The overestimation error (OE) is first derived from TAE or random factors such as noise or initialization, but severely magnifies this start error by booststrap in TD updateing process. The Double DQN itackles the overestimation problem by breaking this booststrap mechanism and brings OE down.

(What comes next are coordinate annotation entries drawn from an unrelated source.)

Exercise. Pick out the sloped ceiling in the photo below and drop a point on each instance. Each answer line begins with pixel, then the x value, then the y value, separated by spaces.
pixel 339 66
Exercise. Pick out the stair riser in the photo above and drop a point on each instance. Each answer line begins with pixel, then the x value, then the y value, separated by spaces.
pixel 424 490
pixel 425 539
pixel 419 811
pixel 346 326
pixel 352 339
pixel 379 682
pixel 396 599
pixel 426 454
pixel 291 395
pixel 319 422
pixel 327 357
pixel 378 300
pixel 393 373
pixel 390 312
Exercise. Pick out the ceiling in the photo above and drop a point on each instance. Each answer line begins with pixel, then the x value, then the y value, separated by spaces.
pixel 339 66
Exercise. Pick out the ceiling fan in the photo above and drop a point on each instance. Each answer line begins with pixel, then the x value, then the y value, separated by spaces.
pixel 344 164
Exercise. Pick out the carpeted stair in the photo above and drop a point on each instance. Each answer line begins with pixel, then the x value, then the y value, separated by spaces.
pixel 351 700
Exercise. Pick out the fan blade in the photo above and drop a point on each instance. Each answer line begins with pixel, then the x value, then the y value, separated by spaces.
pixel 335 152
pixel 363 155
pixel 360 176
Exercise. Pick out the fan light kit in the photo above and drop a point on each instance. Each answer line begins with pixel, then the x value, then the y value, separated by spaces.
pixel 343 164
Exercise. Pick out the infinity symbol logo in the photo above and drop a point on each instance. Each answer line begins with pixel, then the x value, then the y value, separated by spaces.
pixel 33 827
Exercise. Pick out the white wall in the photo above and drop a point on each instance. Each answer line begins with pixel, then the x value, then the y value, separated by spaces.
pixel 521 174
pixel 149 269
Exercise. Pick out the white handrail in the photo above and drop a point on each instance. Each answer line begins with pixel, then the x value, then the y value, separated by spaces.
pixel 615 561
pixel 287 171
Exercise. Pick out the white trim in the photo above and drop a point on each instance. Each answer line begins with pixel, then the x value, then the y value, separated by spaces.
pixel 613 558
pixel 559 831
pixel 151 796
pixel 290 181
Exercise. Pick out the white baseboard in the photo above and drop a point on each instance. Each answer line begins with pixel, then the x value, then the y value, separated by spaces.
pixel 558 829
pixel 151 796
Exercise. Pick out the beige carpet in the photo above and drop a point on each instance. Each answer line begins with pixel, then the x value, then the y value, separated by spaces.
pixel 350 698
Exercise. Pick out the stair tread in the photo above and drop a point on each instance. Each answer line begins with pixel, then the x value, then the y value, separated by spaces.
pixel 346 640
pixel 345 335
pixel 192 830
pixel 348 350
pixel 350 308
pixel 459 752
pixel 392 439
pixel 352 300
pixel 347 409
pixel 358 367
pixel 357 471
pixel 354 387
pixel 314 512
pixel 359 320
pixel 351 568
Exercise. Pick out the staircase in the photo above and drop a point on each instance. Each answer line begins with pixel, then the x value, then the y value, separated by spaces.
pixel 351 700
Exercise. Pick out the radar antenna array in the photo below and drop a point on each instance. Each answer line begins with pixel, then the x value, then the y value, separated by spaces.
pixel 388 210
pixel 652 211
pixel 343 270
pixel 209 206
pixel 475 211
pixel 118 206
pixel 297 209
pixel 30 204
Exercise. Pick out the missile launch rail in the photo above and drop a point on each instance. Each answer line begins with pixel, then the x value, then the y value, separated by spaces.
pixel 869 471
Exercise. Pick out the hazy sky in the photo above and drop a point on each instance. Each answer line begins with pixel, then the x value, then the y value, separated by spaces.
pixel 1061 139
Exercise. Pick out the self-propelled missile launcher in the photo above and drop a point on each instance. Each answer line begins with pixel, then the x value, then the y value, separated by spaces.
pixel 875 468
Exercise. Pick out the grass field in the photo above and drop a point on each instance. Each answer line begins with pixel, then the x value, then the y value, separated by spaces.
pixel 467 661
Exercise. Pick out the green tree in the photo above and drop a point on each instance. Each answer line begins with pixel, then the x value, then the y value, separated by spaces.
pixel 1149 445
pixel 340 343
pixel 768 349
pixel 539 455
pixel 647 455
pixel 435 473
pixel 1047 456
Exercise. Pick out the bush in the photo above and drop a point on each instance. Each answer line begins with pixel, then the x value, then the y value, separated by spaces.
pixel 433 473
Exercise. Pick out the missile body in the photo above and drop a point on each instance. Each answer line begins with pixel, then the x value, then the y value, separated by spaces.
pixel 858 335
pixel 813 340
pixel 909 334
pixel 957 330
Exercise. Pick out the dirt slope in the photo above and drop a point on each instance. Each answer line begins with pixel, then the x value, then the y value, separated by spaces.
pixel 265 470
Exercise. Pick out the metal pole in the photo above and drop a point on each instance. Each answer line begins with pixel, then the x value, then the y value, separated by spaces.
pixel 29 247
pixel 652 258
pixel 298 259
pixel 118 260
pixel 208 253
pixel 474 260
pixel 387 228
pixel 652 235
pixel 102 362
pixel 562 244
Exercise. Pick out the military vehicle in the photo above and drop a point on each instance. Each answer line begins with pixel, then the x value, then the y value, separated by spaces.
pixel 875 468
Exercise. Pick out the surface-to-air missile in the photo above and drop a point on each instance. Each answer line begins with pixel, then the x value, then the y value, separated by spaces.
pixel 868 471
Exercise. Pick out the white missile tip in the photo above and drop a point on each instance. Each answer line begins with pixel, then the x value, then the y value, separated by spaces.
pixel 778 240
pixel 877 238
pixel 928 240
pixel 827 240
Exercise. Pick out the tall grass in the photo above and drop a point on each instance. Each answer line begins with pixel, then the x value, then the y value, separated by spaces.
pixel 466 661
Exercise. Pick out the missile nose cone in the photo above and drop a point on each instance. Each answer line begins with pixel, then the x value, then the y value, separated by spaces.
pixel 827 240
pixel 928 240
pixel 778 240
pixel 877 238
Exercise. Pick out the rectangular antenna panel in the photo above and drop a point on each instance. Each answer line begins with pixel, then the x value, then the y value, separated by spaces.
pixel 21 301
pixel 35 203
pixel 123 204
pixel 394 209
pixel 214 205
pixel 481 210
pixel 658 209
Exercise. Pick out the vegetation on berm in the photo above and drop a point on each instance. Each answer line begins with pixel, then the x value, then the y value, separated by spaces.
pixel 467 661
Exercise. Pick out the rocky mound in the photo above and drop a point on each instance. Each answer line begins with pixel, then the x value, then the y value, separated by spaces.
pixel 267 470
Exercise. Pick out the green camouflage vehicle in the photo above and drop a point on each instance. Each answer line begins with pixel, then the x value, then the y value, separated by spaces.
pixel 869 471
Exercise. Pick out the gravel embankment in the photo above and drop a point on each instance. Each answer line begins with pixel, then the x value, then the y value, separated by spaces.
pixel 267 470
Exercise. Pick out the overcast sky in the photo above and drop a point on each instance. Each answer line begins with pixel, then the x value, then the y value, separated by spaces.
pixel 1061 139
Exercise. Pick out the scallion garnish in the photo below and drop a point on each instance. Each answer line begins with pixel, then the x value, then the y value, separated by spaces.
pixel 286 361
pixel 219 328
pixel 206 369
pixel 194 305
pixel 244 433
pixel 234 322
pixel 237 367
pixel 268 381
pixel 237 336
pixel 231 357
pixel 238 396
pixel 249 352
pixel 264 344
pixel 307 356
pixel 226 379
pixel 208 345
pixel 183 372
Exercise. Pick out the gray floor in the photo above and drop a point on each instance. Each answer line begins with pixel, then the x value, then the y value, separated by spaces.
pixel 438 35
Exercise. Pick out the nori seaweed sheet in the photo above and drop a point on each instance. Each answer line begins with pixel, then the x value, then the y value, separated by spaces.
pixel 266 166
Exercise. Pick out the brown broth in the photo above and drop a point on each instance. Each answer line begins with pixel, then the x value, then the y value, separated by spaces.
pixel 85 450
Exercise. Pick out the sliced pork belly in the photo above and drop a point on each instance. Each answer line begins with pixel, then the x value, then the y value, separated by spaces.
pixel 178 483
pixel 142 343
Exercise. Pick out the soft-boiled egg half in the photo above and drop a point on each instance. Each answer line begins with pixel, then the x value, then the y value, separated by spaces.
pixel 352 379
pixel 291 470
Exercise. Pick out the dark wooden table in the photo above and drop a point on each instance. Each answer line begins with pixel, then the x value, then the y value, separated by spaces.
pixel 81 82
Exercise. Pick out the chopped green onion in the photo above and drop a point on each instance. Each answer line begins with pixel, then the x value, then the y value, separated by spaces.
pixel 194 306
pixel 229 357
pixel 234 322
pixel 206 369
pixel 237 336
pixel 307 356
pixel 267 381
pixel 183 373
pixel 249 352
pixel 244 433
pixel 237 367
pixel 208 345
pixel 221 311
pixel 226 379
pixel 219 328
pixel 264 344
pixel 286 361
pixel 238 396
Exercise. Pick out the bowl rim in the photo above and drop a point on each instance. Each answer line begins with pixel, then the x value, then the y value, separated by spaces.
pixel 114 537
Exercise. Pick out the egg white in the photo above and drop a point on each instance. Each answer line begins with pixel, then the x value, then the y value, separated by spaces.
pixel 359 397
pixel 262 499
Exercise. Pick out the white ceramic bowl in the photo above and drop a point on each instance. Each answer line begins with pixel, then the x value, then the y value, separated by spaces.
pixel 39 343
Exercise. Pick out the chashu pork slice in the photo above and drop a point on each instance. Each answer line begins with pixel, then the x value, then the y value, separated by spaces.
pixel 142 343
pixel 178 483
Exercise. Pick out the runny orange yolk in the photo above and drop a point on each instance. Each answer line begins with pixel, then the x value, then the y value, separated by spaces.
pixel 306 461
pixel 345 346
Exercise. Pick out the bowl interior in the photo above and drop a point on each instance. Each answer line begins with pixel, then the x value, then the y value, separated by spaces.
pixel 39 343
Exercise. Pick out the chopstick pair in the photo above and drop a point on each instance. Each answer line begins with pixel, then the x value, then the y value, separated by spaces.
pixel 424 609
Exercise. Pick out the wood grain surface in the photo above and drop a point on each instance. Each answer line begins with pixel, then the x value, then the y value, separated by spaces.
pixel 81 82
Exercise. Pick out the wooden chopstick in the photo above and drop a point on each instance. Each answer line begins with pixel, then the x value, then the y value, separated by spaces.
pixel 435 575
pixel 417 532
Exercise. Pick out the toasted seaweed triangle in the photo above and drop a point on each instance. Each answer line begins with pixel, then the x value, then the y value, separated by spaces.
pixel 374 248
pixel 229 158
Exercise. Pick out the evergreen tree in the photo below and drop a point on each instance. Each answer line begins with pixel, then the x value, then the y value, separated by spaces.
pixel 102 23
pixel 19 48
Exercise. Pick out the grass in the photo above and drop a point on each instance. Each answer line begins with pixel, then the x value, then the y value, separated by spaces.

Averaged-DQN focus on the original error TAE and try to control it into a minimum limits, which would also disadvantage the developments of OE. By averaging DQN's results with its meta parameter :math:`K` previous version, the value variance could be brought down to :math:`\frac{1}{K}` of DQN's.

Pseudo-code
---------------
.. image:: images/averaged-dqn.png
   :align: center

Compared to DQN, averaged-DQN needs :math:`K`-fold more forward passes through a Q-network and its previous :math:`K` versions while minimizing the DQN loss (line 7), but back-propagation updates remains the same as in DQN. The output of the algorithm is the averaged over the last :math:`K` previously learned Q-networks.

Extensions
-----------
Averaged-DQN can be combined with:
  - PER (Prioritized Experience Replay)
  - Double (target) Network

Implementation
----------------
To be merged

Benchmark
-----------


.. .. list-table:: Benchmark and comparison of averaged-DQN algorithm
..    :widths: 25 15 30 15 15
..    :header-rows: 1

..    * - environment
..      - best mean reward
..      - evaluation results
..      - config link
..      - comparison
..    * - | Pong 
..        | (PongNoFrameskip-v4)
..      - 20
..      - .. image:: images/benchmark/pong_dqn.png
..      - `config_link_p <https://github.com/opendilab/DI-engine/blob/main/dizoo/atari/config/serial/pong/pong_dqn_config.py>`_
..      - | Tianshou(20) Sb3(20)
..    * - | Qbert
..        | (QbertNoFrameskip-v4)
..      - 17966
..      - .. image:: images/benchmark/qbert_dqn.png
..      - `config_link_q <https://github.com/opendilab/DI-engine/blob/main/dizoo/atari/config/serial/qbert/qbert_dqn_config.py>`_
..      - | Tianshou(7307) Rllib(7968) Sb3(9496)
..    * - | SpaceInvaders
..        | (SpaceInvadersNoFrameskip-v4)
..      - 2403
..      - .. image:: images/benchmark/spaceinvaders_dqn.png
..      - `config_link_s <https://github.com/opendilab/DI-engine/blob/main/dizoo/atari/config/serial/spaceinvaders/spaceinvaders_dqn_config.py>`_
..      - | Tianshou(812) Rllib(1001) Sb3(622)

.. P.S.：

.. 1. The above results are obtained by running the same configuration on five different random seeds (0, 1, 2, 3, 4)
.. 2. For the discrete action space algorithm like DQN, the Atari environment set is generally used for testing (including sub-environments Pong), and Atari environment is generally evaluated by the highest mean reward training 10M ``env_step``. For more details about Atari, please refer to `Atari Env Tutorial <../env_tutorial/atari.html>`_ .


Reference
----------

- Oron Anschel, Nir Baram, and Nahum Shimkin. 2017. Averaged-DQN: variance reduction and stabilization for deep reinforcement learning. In Proceedings of the 34th International Conference on Machine Learning - Volume 70 (ICML'17). JMLR.org, 176–185.

- Mnih, Volodymyr, et al. "Human-level control through deep reinforcement learning." nature 518.7540 (2015): 529-533.

- Van Hasselt, H., Guez, A., & Silver, D. (2016, March). Deep reinforcement learning with double q-learning. In Proceedings of the AAAI conference on artificial intelligence (Vol. 30, No. 1).